Intel stated in court filings it had no problem with John using his name for businesses not related to security. But it draws the line in the context of a new security company.
“I’d want to know from my marketplace what association they have with that brand before I launch it,” Sylvester says.
Grogman says McAfee has done just that.
“Based on our testing and analysis we are firmly committed and highly confident that the McAfee brand will serve us well and will be better than creating a new brand from scratch,” he says.
Intel and TPG aren’t alone in feeling the McAfee name is worth something in the security market. Late last year Toronto-based Equibit Development Corp. announced that John McAfee had accepted a position as its chief security officer. He later denied that, and the firm clarified he was in an advisory role.
McAfee brand timeline
John McAfee establishes McAfee Associates.
John McAfee resigns from the company and sells his stake.

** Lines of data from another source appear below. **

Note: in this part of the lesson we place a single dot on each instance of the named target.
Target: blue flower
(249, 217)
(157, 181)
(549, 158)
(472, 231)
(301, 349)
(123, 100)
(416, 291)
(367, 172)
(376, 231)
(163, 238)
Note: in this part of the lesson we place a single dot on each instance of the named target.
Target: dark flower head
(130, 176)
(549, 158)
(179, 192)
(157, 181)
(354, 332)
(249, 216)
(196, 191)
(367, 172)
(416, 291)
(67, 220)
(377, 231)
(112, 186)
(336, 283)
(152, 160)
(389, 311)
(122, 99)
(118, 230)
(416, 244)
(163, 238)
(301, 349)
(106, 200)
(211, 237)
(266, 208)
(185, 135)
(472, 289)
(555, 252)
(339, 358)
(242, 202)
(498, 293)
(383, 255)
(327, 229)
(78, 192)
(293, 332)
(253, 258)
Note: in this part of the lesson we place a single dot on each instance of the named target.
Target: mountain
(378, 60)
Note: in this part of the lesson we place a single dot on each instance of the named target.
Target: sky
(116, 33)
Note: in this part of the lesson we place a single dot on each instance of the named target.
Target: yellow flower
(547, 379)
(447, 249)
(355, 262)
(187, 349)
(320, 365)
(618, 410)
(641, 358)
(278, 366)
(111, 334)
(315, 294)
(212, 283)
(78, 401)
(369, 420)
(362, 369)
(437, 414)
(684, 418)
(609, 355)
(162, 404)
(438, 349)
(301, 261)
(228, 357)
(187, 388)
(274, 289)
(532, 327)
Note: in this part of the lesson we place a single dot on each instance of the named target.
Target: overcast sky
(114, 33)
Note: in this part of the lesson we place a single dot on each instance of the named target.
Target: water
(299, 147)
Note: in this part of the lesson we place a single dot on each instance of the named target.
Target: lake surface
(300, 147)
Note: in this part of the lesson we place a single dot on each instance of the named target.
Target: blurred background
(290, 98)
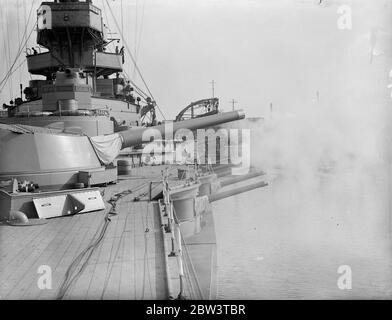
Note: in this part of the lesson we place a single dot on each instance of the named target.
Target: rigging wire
(20, 48)
(135, 36)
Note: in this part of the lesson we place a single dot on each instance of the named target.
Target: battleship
(86, 212)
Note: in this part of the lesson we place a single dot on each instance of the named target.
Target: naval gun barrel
(134, 137)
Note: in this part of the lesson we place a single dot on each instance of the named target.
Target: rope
(132, 57)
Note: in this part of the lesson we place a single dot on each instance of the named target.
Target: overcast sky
(258, 52)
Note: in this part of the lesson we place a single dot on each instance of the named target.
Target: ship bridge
(75, 35)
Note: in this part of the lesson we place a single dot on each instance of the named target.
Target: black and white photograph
(201, 150)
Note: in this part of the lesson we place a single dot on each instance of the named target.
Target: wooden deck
(127, 264)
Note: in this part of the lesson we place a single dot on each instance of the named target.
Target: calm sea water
(287, 241)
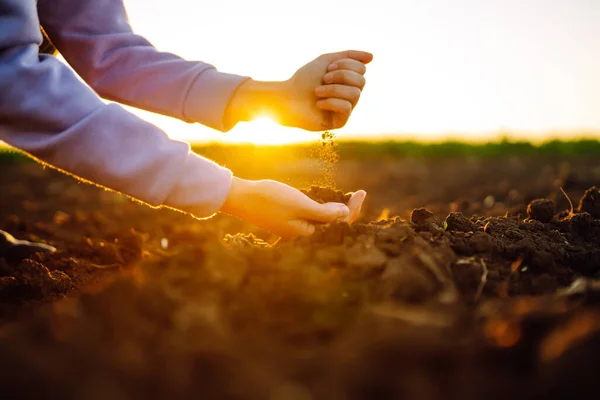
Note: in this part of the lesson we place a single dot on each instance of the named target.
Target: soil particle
(326, 195)
(590, 202)
(481, 242)
(456, 221)
(541, 210)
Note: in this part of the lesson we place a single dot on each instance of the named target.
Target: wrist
(257, 98)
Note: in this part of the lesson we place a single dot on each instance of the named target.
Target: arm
(47, 112)
(96, 39)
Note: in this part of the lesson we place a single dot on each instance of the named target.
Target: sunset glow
(464, 69)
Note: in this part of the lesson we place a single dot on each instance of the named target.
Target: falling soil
(140, 303)
(328, 157)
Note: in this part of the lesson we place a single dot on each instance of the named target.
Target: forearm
(257, 98)
(48, 113)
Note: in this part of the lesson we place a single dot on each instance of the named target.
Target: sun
(264, 131)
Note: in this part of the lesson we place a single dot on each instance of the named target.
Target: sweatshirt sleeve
(96, 39)
(47, 112)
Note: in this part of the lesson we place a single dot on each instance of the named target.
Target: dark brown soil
(326, 195)
(456, 298)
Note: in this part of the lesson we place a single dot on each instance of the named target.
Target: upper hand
(283, 210)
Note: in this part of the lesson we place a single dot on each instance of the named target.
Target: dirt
(327, 155)
(459, 298)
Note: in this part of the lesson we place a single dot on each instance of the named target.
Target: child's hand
(283, 210)
(321, 95)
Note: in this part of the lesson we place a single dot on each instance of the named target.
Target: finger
(355, 204)
(299, 227)
(348, 64)
(362, 56)
(342, 92)
(345, 77)
(328, 212)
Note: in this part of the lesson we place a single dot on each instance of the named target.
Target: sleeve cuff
(209, 97)
(202, 188)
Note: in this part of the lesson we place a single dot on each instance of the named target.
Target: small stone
(542, 210)
(590, 202)
(420, 215)
(489, 201)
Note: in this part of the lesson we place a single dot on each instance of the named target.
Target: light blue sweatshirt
(49, 113)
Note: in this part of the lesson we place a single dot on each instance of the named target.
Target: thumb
(327, 212)
(362, 56)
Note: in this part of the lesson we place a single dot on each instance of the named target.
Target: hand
(319, 96)
(283, 210)
(324, 92)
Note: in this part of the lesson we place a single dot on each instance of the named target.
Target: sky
(467, 69)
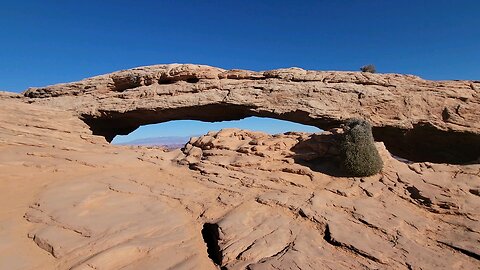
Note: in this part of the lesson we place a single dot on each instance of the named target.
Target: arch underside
(421, 143)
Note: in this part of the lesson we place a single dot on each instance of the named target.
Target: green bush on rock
(358, 152)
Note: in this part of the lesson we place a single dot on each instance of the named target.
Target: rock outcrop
(232, 199)
(416, 119)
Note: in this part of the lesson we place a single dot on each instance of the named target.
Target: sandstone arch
(417, 119)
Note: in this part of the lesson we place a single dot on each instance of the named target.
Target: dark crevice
(415, 194)
(211, 237)
(328, 237)
(192, 80)
(469, 253)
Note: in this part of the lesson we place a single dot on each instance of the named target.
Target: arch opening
(421, 143)
(175, 133)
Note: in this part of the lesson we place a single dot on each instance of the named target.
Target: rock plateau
(237, 199)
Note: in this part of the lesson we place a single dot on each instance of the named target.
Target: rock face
(416, 119)
(234, 199)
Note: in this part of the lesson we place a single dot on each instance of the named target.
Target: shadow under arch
(419, 144)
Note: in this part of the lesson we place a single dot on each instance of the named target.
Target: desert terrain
(237, 199)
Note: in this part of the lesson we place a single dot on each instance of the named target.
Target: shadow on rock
(320, 153)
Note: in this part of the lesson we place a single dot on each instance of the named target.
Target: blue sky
(47, 42)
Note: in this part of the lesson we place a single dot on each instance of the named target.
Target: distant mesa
(417, 119)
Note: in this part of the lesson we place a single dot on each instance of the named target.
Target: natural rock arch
(417, 119)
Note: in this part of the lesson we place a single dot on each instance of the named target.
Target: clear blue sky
(47, 42)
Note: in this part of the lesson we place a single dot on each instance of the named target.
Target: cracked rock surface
(70, 200)
(237, 199)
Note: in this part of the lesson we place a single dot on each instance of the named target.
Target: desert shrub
(358, 152)
(368, 68)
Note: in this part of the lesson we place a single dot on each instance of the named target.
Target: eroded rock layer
(417, 119)
(233, 199)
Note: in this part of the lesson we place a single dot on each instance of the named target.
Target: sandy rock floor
(72, 201)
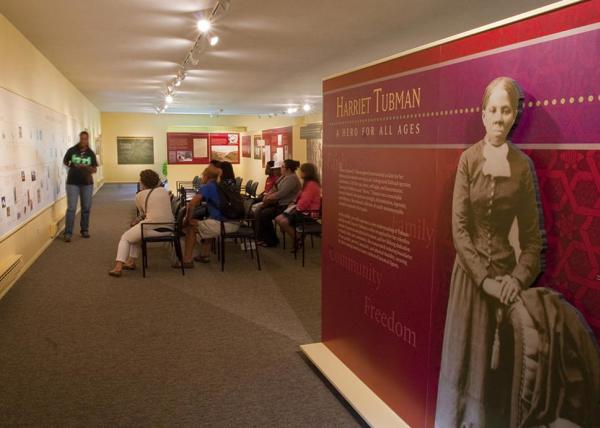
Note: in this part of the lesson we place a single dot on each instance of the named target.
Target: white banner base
(366, 403)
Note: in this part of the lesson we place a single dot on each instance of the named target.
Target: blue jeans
(73, 193)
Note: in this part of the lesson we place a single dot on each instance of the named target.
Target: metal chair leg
(282, 237)
(178, 253)
(144, 259)
(303, 248)
(222, 240)
(295, 244)
(257, 256)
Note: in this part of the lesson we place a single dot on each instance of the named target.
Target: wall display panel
(420, 213)
(246, 146)
(258, 147)
(280, 142)
(225, 147)
(313, 134)
(186, 148)
(33, 142)
(135, 150)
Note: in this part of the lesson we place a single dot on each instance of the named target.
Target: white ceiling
(272, 54)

McAfee acquires Calgary’s FSA Corp., which helps them expand security offerings beyond just anti-virus.
McAfee enters a four-way merger agreement with Network General, PGP Corp. and Helix Software. Thus, the company changes its name to Network Associates.
As Network Associates, McAfee acquires Trusted Information Systems for its firewall technology.
McAfee goes back to its original name after it sells its Sniffer Technologies business to a venture capital firm interestingly called Network General.
Millions of computers around the world with Windows XP Service Pack 3 got infected by a virus after it was updated by McAfee.
Intel acquires McAfee for a whopping $7.7 billion.
Intel makes McAfee a wholly-owned subsidiary of the chip making giant.
Police in Belize name John McAfee a “person of interest” in connection to the murder of an American expatriate. McAfee later flees Belize to Guatemala seeking political asylum. He is later deported back to the U.S.
John McAfee decides to run for President of the United States. Creates his own party called the Cyber Party. He later decides to run for the Presidency with the Libertarian Party.
Intel and TPG agree to form a joint venture and turn Intel Security into an independently run vendor.
McAfee is officially an independent security vendor.